Alpaca 7B Native Enhanced

The Most Advanced Alpaca 7B Model (Model Files Pending)

📃 Model Facts

Trained natively on 8x Nvidia A100 40GB GPUs; no LoRA used
Trained on the largest & most accurate dataset yet
Enhanced Programming Capabilities
First Alpaca model to have conversational awareness

🚀 Quick Start Guide

Step 1. Make sure git-lfs is installed and ready to use (Guide)

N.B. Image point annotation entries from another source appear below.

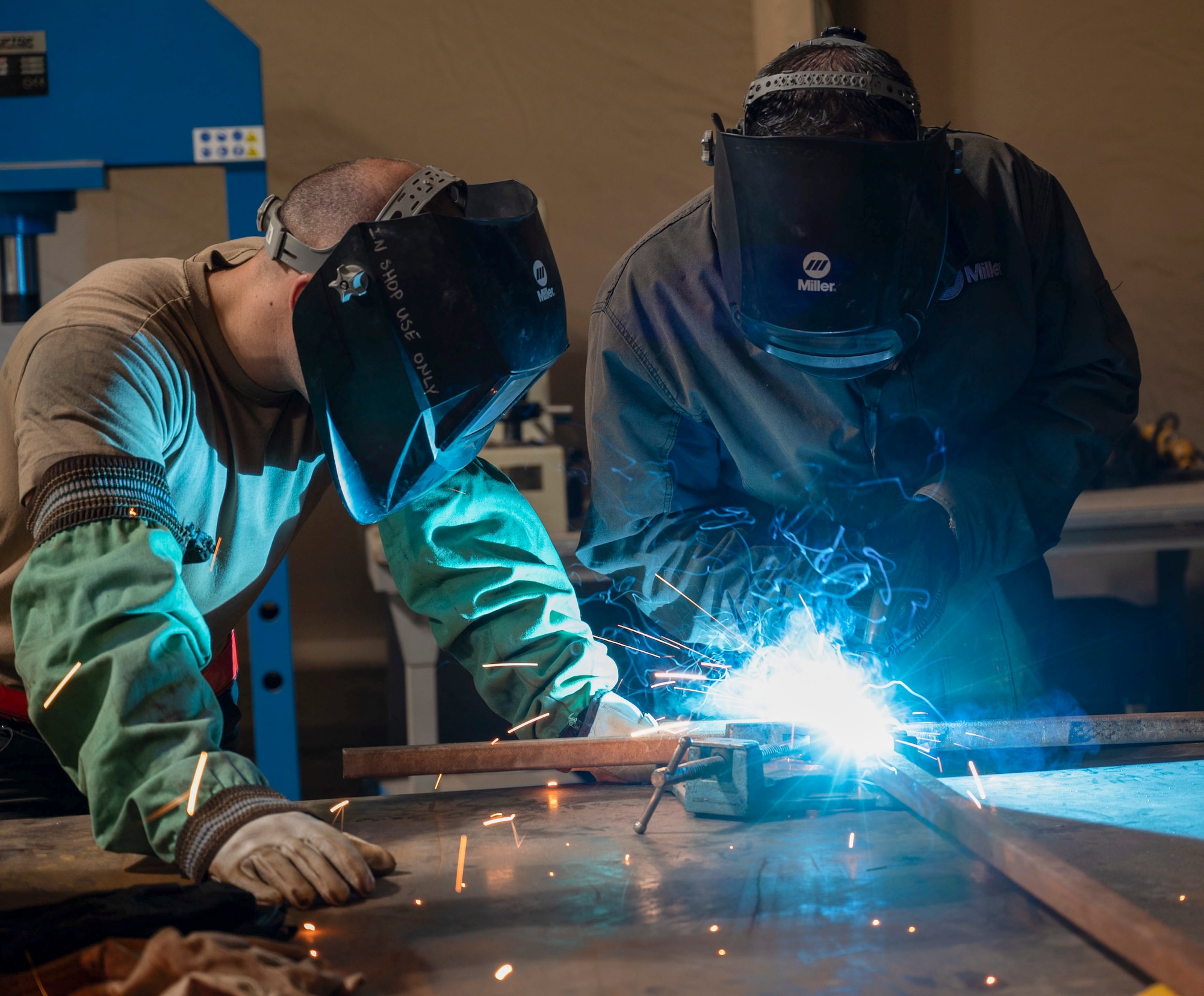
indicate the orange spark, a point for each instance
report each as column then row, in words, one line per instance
column 58, row 687
column 197, row 781
column 459, row 867
column 167, row 808
column 529, row 722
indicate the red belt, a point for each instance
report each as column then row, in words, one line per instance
column 221, row 673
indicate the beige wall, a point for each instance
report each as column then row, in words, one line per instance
column 599, row 105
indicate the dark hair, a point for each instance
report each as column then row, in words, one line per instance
column 834, row 112
column 321, row 208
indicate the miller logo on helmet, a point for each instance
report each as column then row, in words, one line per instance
column 816, row 266
column 541, row 277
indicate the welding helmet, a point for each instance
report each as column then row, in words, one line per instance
column 830, row 248
column 421, row 330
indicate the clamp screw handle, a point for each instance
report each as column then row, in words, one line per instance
column 659, row 791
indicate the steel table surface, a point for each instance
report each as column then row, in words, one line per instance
column 575, row 915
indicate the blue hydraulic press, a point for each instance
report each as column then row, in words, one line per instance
column 88, row 87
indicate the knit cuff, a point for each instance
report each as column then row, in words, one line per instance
column 216, row 822
column 92, row 489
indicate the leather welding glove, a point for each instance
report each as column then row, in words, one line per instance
column 916, row 560
column 294, row 858
column 615, row 716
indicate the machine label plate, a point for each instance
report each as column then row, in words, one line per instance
column 23, row 64
column 229, row 143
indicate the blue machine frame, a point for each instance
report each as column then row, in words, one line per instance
column 147, row 83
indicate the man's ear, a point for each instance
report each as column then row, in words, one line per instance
column 299, row 284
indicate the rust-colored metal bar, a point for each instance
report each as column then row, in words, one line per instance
column 507, row 756
column 1144, row 941
column 1063, row 732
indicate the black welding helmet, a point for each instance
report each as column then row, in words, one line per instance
column 421, row 330
column 830, row 248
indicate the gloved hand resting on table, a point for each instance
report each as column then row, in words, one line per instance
column 907, row 592
column 294, row 858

Step 2. Download and install text-generation-webui according to the repository's instructions

Step 3. Navigate over to one of it's model folders and clone this repository:

git clone https://huggingface.co/8bit-coder/alpaca-7b-nativeEnhanced

Step 4. Launch the webui and replace the default instruction prompt with:

You are an AI language model designed to assist the User by answering their questions, offering advice, and engaging in casual conversation in a friendly, helpful, and informative manner. You respond clearly, coherently, and you consideration of the conversation history.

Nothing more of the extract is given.